Wenn Menschen aus Krisen auf illegale Weise Profit schlügen, dann schade dies allen, sagte Justizministerin Marion Gentges (CDU). Gerade in Krisenzeiten wie der Corona-Pandemie sei der Zusammenhalt aller in der Gesellschaft wichtig.

Baron sagte: «Sämtliche staatlichen Kontrollmechanismen haben hier versagt. Hohe Summen wurden ohne jegliche Plausibilitätsprüfung an teils unseriöse Akteure überwiesen. Durch regelmäßige Kontrollen vor Ort hätte man die unrechtmäßigen Zahlungen einsparen können. Viele der weniger seriösen Anbieter hatten Positivquoten in Richtung Null. Allein diese statistische Auffälligkeit wäre Anlass zur Kontrolle gewesen.»

Bezahlt wurden die für die Bürger kostenlosen Tests vom Bund. Zum 30. Juni 2022 wurden die kostenlosen Bürgertests für Menschen ohne Symptome im Grunde ausgesetzt. Sie sind jedoch noch für bestimmte Risikogruppen und Anlässe kostenlos. In vielen anderen Fällen wird eine Zuzahlung von drei Euro fällig. die Testverordnung, welche unter anderem die Bürgertests regelt, tritt zum aktuellen Stand mit Ablauf des 25. Novembers 2022 außer Kraft. Es gibt laut Lucha Signale, wonach die Verordnung unverändert verlängert werden soll.
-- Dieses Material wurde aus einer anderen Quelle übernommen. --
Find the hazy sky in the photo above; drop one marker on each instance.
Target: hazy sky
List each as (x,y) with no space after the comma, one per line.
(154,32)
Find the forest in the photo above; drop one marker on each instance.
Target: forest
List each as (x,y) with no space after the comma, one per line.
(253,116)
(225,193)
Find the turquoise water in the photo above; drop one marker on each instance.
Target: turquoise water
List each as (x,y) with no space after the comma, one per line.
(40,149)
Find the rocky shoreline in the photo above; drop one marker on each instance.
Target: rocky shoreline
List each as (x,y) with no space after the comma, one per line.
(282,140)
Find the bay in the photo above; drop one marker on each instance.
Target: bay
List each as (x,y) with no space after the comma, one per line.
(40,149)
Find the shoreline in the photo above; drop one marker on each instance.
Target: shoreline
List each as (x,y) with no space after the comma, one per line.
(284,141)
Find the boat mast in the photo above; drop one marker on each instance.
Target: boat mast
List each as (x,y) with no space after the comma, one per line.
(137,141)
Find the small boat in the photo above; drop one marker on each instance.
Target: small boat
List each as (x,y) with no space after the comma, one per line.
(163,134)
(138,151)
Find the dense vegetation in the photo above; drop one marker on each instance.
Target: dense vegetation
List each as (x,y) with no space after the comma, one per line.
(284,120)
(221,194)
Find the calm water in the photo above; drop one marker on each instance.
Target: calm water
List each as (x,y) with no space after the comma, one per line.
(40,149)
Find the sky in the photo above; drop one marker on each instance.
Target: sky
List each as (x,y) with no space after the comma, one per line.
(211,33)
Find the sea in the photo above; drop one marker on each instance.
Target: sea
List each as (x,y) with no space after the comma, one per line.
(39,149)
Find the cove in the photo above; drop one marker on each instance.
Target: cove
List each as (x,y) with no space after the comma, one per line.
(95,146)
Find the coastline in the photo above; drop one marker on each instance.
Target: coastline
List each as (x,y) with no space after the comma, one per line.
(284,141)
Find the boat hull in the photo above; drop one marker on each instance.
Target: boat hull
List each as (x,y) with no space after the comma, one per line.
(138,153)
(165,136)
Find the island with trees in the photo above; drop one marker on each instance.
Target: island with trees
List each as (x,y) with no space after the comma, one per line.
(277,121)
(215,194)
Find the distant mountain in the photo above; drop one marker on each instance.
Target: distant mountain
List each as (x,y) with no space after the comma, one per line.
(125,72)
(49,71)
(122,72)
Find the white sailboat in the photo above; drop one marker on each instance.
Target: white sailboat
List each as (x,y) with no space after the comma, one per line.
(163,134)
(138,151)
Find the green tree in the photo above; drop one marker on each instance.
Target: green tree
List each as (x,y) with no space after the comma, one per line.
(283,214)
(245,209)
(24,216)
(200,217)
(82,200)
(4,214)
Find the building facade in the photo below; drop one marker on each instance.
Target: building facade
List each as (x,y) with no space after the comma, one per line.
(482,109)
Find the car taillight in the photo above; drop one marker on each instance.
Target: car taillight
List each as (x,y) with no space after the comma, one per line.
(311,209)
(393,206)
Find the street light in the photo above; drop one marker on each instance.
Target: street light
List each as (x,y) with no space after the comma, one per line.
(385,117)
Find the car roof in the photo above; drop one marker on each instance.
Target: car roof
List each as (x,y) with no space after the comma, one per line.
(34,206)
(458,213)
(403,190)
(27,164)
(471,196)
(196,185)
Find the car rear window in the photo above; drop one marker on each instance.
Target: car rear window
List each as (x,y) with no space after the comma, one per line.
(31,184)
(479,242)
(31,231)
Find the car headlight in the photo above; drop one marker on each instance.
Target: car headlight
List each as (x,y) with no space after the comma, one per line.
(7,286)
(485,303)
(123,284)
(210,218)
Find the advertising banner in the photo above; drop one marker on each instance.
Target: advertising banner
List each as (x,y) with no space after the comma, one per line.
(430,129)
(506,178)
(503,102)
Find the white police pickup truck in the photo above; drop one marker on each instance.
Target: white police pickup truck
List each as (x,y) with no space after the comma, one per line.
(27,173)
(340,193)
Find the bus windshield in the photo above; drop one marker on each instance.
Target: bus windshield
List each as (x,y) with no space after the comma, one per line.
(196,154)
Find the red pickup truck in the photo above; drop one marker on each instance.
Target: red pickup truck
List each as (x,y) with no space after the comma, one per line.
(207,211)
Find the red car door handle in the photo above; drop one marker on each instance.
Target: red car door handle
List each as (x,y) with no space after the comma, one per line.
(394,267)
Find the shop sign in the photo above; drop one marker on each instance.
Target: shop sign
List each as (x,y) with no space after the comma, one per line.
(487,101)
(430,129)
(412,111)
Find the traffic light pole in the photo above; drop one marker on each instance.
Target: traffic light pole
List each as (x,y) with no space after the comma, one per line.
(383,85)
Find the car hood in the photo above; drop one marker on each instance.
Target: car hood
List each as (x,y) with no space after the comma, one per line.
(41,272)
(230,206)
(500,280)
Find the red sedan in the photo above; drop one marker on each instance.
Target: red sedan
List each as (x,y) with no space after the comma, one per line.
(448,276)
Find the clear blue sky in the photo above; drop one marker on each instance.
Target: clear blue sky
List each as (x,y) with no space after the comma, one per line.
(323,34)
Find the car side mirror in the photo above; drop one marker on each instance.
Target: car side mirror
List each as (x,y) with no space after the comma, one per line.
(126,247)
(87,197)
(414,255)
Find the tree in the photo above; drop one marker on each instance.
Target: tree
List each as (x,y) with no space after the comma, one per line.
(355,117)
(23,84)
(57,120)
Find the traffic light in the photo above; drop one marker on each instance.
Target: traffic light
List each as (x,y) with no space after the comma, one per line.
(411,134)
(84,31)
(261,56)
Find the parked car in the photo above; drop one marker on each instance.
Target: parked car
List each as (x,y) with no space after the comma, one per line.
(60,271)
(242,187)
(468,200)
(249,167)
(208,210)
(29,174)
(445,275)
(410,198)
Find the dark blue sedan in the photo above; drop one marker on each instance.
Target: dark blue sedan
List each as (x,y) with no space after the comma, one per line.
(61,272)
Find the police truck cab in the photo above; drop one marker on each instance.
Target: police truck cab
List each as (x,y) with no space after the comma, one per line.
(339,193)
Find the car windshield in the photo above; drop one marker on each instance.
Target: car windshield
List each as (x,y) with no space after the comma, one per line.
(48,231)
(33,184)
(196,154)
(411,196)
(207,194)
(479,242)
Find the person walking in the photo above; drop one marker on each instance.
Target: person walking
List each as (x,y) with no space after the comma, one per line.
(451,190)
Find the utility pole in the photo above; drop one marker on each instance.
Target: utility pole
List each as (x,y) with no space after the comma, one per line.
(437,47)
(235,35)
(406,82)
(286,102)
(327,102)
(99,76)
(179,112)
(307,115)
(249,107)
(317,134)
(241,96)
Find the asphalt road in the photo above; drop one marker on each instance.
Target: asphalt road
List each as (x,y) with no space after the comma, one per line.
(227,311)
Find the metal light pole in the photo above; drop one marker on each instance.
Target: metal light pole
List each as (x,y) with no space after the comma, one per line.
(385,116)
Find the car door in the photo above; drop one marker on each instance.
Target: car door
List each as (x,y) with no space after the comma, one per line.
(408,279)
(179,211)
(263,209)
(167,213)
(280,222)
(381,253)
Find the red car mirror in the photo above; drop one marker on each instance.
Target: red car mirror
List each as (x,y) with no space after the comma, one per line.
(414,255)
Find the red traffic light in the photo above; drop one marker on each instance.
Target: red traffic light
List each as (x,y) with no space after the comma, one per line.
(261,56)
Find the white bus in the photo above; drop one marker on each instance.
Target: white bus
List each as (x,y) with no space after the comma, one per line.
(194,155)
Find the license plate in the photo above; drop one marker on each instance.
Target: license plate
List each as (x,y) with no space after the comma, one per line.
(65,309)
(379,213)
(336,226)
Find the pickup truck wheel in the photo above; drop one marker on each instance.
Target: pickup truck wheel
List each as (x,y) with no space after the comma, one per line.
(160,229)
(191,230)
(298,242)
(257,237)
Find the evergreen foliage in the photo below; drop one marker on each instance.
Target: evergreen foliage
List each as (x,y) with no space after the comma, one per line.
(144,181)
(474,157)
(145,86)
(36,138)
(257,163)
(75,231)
Nach Auskunft der Staatsanwaltschaften wurde ein Teil des Schadens durch den massiven Betrug sichergestellt. Durch Pfändungen von Konten oder Einzug sonstiger Vermögen kamen immerhin rund 41 Millionen Euro zusammen. Einiges Geld – nämlich rund 580.000 Euro – wanderte ins Ausland. Die Transaktionsempfänger befanden sich in Kroatien (250.000 Euro), in der Türkei (257.000 Euro) und Luxemburg (20.600 Euro). Neun Beschuldigte flüchteten ins Ausland, sieben sitzen wegen des Verdachts auf Betrug in Untersuchungshaft.